Je suis avec environ 150 personnes intéressées par "communication scientifique en ligne» à la British Library de Londres cette semaine. Les revues sont consacrées à la communication des résultats scientifiques et à l'organisme de bienfaisance à but non lucratif qui nous appartient, The Annals of Botany Company, se consacre à la diffusion des connaissances botaniques. Il est donc essentiel que nous soyons à l'avant-garde pour voir comment le Web change la façon dont nous menons, communiquons, partageons et évaluons la science - nous devons voir comment les nouveaux mécanismes peuvent être utilisés de la meilleure façon. Néanmoins, je pense que je suis l'un des seuls rédacteurs en chef ici, et l'équipe des Annales est fortement représentée par le rédacteur en chef David Frost, et les deux Alun Salt (@alun) et Alan Cann (@ajcann) qui dirigent notre mise en œuvre de nouvelles approches telles que ce blog, et Richard O'Beirne de notre éditeur, Oxford University Press.

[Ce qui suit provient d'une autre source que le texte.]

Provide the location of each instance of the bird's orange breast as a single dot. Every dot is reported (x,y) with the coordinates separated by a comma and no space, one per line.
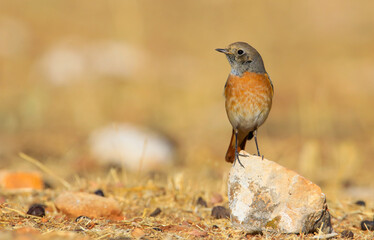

Certains membres de cette communauté sont des groupes que je n'avais jamais rencontrés auparavant et qui utilisent les outils internet de manière totalement inédite. La conférence d'ouverture a été donnée par Lord Martin Rees, président de la Royal Society. Pendant son intervention, le public connecté (on y voyait plus d'iPads, d'Androids et de netbooks que dans le plus grand supermarché informatique !) était relié à Twitter, et nos commentaires sur sa conférence s'affichaient tous à l'écran. Chose remarquable, cette « contribution collective » a permis de saisir, dans 140 courts messages, de nombreux points saillants de son discours. Il faudrait trier ces messages pour en supprimer la moitié, car ils sont trop techniques, mais on y trouve de nombreuses idées novatrices. Jetez un œil à Twitter avec les hashtags #solo10 ou #soloconf ; ma propre contribution, plus modeste, provient de @pathh1.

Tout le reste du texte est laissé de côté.